THE EUROPEAN Union charged ahead with its crackdown on the banking industry yesterday, as several bodies outlined tougher-than-expected rules on pay, bonuses and tax that could radically alter the City.
Finance watchdogs from the 27 member states met in London yesterday to flesh out the first Europe-wide rules to curb bankers’ pay, agreed earlier in the year.
The Committee of European Banking Supervisors (CEBS) is expected to publicly announce its decisions today, but insiders told the press yesterday that the panel favoured a prohibition on bonuses containing more than 20 per cent cash.
The ban would be much harsher than the European Parliament’s decision in June to cap the cash portion of bonuses at one third. The EU had already specified that 60 per cent of bonus pay must be deferred for at least three years.
The restriction would also outstrip the Financial Services Authority’s plans for a 50 per cent upper limit on cash bonuses. The FSA, which has a representative on the CEBS panel, declined to comment last night.
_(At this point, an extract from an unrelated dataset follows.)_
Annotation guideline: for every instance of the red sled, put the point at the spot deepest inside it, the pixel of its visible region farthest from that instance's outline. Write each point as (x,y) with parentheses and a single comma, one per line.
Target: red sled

“It is time to fundamentally change the bonus culture that contributed to this crisis,” said Arlene McCarthy, a Labour MEP who brokered the basic rules in the European Parliament. “This limit is essential to cutting the incentives for excessive risk taking.”
CEBS is understood to favour a cap on bonus payments, linked to a multiple of basic salary that will differ between institutions depending on the financial risks involved.
“Whether this would achieve the desired risk-aware behaviour from traders is doubtful, as there would be more pressure to put up salaries so that proposed bonuses fall within acceptable levels,” said Nicholas Stretch, a partner at law firm CMS Cameron McKenna
He added: “However, even implementing a framework for limiting pay creates a precedent and could be followed in due course by all sorts of other limits and caps.”
Once CEBS publishes the outcome of yesterday’s meeting, it will spend a month consulting on its proposals.
The panel is also thought to have discussed the controversial banking super-regulator, which was approved by EU legislators last month and will have the power to overrule national authorities. The current European Commission president, Jose Manuel Barroso, hopes to introduce the London-based watchdog in January.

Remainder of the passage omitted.